Malgré les menaces du président Trump, l'Iran continue d'attaquer jeudi les infrastructures énergétiques de ses voisins du Golfe.

Une installation de gaz naturel liquéfié qatarie a été incendiée, et deux raffineries de pétrole koweïtiennes ont été frappées, signalant une escalade majeure dans le conflit.

Le Qatar a déclaré que les pompiers avaient éteint un incendie dans une importante installation de gaz naturel liquéfié après qu'elle ait été touchée par des tirs de missiles iraniens. La production y avait déjà été interrompue à la suite d'attaques antérieures, mais le Qatar a déclaré que la dernière vague de missiles avait provoqué "des incendies importants et des dégâts supplémentaires considérables".

Les dommages subis par l'installation pourraient retarder l'approvisionnement du marché par le Qatar, même après la fin de la guerre contre l'Iran.

Une attaque de drone contre la raffinerie koweïtienne de Mina Al-Ahmadi a déclenché un incendie mais n'a pas fait de blessés, a rapporté l'agence de presse gouvernementale KUNA.

Cette raffinerie est l'une des plus importantes du Moyen-Orient, avec une capacité de production de pétrole de 730 000 barils par jour. Peu après, une attaque de drone a mis le feu à la raffinerie voisine de Mina Abdullah, selon les autorités.

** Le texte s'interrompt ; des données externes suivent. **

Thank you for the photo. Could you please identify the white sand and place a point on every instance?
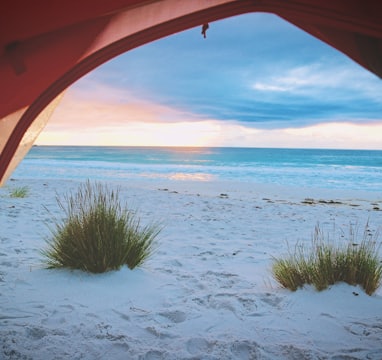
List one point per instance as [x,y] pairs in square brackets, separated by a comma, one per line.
[207,293]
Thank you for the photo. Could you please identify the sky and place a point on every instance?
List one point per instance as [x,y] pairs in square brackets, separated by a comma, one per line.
[255,81]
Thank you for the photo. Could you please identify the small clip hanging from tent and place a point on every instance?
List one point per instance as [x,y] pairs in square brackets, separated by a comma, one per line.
[204,29]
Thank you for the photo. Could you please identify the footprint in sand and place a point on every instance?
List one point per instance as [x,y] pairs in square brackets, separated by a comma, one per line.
[176,316]
[198,346]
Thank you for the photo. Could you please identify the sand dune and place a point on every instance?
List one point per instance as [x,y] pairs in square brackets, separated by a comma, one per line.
[207,292]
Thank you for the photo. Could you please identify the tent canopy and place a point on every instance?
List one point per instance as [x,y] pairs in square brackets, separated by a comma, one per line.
[48,45]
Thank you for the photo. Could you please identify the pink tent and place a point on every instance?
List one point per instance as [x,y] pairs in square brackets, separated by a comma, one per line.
[48,45]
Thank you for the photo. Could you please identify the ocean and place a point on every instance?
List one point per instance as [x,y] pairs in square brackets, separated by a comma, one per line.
[336,169]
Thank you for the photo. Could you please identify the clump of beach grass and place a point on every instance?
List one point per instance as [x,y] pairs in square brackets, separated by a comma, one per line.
[19,192]
[98,233]
[325,263]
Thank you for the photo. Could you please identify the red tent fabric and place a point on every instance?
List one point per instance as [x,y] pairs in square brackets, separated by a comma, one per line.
[48,45]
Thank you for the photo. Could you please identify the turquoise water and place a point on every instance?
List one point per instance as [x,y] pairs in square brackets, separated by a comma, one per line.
[345,169]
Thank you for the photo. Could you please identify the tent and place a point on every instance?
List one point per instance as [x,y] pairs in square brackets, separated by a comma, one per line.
[47,45]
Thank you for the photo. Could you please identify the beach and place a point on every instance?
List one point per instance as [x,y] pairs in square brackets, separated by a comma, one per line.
[207,292]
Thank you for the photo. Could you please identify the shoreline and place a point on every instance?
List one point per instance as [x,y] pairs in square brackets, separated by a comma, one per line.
[207,292]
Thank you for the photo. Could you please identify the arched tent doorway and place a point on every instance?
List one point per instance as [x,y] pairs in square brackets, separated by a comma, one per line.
[46,47]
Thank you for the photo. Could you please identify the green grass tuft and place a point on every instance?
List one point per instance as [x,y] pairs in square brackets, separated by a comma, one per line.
[98,234]
[20,192]
[355,263]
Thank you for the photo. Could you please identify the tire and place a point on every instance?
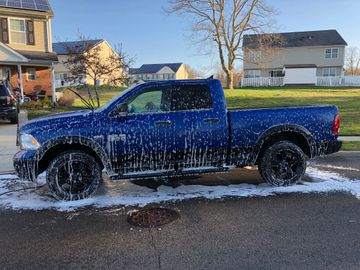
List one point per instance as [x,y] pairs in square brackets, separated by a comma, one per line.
[282,164]
[73,175]
[14,120]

Un navire a également brûlé au large des Émirats arabes unis et un autre a été endommagé près du Qatar, soulignant le danger permanent auquel sont confrontés les navires en raison de la mainmise de l'Iran sur le détroit d'Ormuz.

Appartement endommagé par un tir de missile iranien à Tel Aviv, Israël, 19 mars 2026
Appartement endommagé à la suite d'un tir de missile iranien à Tel Aviv, Israël, 19 mars 2026 AP Photo/Maya Levin

Les États du Golfe ont condamné les attaques iraniennes contre les infrastructures énergétiques.

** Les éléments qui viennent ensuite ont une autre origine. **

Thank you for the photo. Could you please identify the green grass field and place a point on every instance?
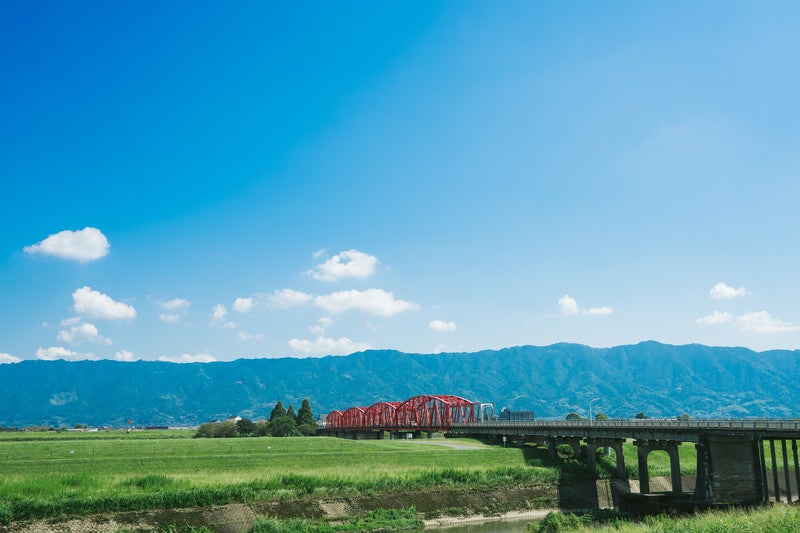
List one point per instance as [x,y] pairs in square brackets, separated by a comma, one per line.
[68,474]
[71,474]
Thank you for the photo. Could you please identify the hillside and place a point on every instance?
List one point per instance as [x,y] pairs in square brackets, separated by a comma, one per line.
[658,379]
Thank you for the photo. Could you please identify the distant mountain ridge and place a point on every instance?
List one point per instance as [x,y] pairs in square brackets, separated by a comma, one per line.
[660,380]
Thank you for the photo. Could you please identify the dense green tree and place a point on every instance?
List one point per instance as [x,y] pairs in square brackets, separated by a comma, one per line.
[277,411]
[205,431]
[262,428]
[283,426]
[225,429]
[305,416]
[246,426]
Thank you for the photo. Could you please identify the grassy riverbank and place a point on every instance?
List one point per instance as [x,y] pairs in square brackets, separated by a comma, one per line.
[62,475]
[79,474]
[778,519]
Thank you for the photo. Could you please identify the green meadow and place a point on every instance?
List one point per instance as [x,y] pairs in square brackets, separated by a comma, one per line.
[72,474]
[57,475]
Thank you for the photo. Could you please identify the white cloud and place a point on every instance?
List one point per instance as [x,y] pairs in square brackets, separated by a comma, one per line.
[125,355]
[327,346]
[321,325]
[373,301]
[95,304]
[721,291]
[84,245]
[716,318]
[57,352]
[441,325]
[7,358]
[175,304]
[569,307]
[79,332]
[249,337]
[761,322]
[346,264]
[188,358]
[218,316]
[243,305]
[286,298]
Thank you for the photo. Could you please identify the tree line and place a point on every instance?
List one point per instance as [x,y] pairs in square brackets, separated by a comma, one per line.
[282,422]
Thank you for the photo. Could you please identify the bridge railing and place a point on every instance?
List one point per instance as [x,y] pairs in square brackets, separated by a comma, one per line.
[732,424]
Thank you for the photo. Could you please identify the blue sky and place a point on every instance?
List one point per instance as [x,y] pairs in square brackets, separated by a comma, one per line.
[196,181]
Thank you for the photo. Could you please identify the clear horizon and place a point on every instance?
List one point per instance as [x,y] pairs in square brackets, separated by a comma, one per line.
[198,182]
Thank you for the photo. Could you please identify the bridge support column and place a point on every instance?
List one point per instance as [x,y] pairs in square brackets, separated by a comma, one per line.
[737,471]
[575,443]
[614,444]
[644,447]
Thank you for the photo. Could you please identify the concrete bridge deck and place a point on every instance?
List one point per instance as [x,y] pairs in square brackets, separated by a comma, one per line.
[732,455]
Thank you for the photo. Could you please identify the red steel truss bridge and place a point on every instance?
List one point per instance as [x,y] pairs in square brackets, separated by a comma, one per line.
[425,413]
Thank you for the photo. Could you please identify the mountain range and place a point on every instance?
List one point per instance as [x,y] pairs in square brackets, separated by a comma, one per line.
[660,380]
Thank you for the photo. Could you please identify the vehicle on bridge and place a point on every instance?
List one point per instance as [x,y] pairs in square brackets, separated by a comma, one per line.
[516,416]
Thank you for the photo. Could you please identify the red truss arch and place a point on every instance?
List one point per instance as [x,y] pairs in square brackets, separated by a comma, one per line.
[334,420]
[420,413]
[382,415]
[432,413]
[355,418]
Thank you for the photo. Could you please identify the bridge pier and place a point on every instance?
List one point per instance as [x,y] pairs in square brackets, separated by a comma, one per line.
[615,444]
[644,447]
[555,442]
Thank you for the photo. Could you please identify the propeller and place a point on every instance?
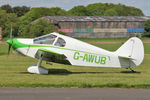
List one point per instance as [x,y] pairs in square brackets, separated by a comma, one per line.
[10,41]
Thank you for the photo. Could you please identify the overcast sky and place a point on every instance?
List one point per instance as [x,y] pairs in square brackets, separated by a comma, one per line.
[68,4]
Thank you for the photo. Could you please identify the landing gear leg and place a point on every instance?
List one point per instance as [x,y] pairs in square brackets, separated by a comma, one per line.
[38,69]
[132,70]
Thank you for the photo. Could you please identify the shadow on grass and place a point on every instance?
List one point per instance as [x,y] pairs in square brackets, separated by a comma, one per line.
[66,72]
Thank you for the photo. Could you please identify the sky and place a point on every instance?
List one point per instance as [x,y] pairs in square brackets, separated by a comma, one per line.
[144,5]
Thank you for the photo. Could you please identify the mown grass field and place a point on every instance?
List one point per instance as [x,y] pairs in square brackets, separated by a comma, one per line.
[13,73]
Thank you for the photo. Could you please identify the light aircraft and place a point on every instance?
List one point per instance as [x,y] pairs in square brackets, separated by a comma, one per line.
[62,49]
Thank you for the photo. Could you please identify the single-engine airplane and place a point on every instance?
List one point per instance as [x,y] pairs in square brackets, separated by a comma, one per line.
[62,49]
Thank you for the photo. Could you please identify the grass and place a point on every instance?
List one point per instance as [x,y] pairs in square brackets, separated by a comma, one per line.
[13,73]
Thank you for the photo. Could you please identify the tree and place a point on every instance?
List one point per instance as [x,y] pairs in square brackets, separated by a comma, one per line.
[147,29]
[8,8]
[20,11]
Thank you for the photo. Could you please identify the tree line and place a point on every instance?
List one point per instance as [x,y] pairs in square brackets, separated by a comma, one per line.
[20,17]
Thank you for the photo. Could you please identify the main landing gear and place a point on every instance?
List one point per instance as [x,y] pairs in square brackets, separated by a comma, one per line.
[132,70]
[38,69]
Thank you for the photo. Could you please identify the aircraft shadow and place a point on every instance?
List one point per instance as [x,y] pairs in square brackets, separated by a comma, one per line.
[66,72]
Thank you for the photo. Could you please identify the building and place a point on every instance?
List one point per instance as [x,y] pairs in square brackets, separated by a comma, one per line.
[97,26]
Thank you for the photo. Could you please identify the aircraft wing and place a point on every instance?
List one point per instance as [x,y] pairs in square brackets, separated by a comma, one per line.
[52,56]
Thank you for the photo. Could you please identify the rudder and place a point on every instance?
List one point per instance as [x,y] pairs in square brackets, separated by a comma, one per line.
[133,50]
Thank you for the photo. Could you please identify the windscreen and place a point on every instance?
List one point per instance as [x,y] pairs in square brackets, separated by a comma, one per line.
[48,39]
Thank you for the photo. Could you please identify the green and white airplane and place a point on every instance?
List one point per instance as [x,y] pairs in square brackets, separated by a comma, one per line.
[62,49]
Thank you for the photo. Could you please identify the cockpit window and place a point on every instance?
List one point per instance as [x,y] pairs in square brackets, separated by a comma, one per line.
[47,39]
[60,42]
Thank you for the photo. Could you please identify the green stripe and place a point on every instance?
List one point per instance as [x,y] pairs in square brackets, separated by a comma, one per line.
[45,50]
[17,45]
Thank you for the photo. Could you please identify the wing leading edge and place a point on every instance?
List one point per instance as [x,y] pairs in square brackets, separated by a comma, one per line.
[52,56]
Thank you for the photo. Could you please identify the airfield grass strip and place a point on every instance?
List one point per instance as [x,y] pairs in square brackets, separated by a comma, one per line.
[83,85]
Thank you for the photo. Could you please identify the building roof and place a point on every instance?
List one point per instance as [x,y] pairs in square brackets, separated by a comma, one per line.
[97,18]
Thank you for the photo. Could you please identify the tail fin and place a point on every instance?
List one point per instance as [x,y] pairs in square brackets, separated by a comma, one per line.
[133,50]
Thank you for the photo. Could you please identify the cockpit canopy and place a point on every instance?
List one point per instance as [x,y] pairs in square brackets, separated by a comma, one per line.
[50,39]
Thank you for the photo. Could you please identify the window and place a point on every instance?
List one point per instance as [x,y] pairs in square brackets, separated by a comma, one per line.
[47,39]
[60,42]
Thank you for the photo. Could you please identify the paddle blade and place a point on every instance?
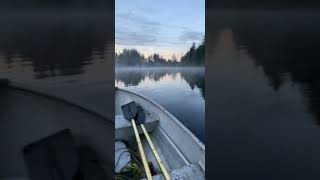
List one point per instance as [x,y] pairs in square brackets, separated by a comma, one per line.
[141,116]
[129,110]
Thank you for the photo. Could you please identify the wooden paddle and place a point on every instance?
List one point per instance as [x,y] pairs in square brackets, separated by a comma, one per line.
[140,118]
[129,112]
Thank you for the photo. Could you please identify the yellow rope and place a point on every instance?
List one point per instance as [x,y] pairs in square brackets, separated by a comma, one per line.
[155,153]
[143,156]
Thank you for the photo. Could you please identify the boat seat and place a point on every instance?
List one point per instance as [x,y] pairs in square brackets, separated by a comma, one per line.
[123,127]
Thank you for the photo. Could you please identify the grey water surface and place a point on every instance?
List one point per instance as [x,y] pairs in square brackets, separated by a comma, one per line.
[180,90]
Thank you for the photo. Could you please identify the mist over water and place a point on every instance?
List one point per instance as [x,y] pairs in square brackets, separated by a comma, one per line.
[264,105]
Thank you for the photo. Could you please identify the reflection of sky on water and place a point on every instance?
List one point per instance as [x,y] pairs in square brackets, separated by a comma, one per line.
[179,90]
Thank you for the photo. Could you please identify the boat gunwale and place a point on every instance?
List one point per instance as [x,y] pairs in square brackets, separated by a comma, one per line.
[184,128]
[31,90]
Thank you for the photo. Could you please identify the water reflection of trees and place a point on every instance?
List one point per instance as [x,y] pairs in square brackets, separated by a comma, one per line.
[195,78]
[55,45]
[287,49]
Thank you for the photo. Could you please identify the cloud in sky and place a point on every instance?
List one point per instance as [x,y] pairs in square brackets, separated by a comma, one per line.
[166,27]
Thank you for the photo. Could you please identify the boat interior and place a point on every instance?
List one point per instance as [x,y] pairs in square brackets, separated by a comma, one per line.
[180,164]
[43,138]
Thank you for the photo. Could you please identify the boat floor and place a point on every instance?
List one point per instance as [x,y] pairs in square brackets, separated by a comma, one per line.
[124,132]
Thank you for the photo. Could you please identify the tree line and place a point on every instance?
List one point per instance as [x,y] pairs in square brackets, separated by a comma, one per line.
[132,57]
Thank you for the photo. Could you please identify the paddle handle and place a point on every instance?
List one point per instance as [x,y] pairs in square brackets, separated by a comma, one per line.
[142,154]
[155,153]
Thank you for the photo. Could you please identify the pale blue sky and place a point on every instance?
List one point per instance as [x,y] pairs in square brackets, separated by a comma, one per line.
[166,27]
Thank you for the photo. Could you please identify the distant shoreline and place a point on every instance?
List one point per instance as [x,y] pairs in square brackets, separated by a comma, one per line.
[160,68]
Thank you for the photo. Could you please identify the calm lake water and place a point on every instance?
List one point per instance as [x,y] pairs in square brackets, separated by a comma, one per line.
[69,55]
[179,90]
[263,109]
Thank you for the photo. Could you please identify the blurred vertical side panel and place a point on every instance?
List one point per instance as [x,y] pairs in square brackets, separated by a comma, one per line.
[57,89]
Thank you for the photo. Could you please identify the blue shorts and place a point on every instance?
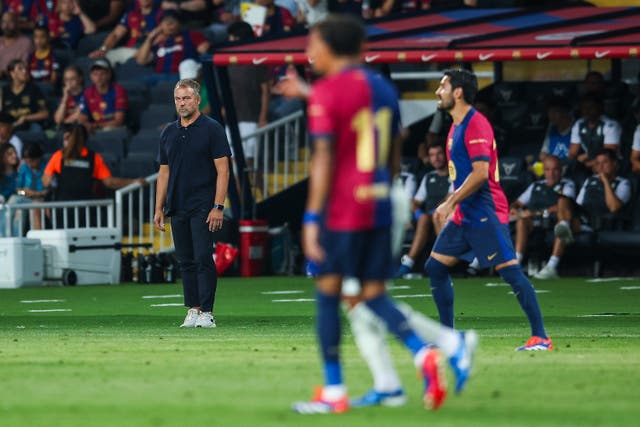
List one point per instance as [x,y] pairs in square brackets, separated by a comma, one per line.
[364,255]
[490,243]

Les autorités d'Abou Dhabi ont déclaré qu'elles avaient été contraintes d'interrompre les activités de leur installation gazière de Habshan et de leur champ de Bab, qualifiant d'"escalade dangereuse" les attaques menées par l'Iran pendant la nuit contre ces sites.

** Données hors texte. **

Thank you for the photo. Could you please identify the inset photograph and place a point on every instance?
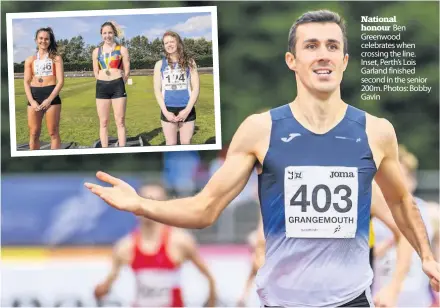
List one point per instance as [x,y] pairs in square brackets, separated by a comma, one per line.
[113,81]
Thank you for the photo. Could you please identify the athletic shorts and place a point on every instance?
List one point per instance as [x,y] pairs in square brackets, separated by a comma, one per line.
[110,89]
[191,116]
[360,301]
[41,93]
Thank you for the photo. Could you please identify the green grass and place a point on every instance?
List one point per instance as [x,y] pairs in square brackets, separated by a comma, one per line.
[79,118]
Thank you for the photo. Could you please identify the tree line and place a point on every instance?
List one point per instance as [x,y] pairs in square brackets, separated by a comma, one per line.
[143,52]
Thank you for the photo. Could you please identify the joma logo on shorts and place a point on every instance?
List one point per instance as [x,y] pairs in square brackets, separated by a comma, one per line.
[335,174]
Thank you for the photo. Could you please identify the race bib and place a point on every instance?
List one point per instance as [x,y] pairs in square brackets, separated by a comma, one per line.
[43,67]
[175,79]
[155,288]
[321,202]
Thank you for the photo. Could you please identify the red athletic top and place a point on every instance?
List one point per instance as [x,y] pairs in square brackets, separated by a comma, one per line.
[157,277]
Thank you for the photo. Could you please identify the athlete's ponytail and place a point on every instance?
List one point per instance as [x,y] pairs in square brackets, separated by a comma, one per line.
[53,47]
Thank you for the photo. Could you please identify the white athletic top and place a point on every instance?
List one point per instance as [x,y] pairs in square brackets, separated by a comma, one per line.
[416,289]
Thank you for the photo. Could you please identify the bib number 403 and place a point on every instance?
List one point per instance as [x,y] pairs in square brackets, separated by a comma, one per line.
[344,191]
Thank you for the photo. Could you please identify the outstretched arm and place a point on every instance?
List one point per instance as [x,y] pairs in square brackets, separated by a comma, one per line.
[203,209]
[401,203]
[388,295]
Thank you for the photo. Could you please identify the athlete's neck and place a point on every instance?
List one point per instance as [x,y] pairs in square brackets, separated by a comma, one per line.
[109,46]
[318,115]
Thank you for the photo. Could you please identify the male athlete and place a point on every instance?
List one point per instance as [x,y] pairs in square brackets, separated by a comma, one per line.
[155,253]
[389,291]
[317,157]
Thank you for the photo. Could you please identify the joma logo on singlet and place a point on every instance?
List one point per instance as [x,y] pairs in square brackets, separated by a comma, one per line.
[339,174]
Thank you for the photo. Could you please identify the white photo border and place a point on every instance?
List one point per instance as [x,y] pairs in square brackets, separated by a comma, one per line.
[113,150]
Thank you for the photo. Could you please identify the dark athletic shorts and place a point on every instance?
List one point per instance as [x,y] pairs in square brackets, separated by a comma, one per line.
[41,93]
[176,110]
[360,301]
[110,89]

Des sirènes d'alerte aux missiles ont retenti dans de nombreuses autres régions du Golfe, et Israël a mis en garde contre les tirs iraniens.

Le Qatar, l'Arabie saoudite et les Émirats arabes unis ont tous dénoncé les attaques iraniennes, le chef de la diplomatie saoudienne déclarant que les attaques contre le royaume signifiaient que "le peu de confiance qui existait auparavant a été complètement brisé".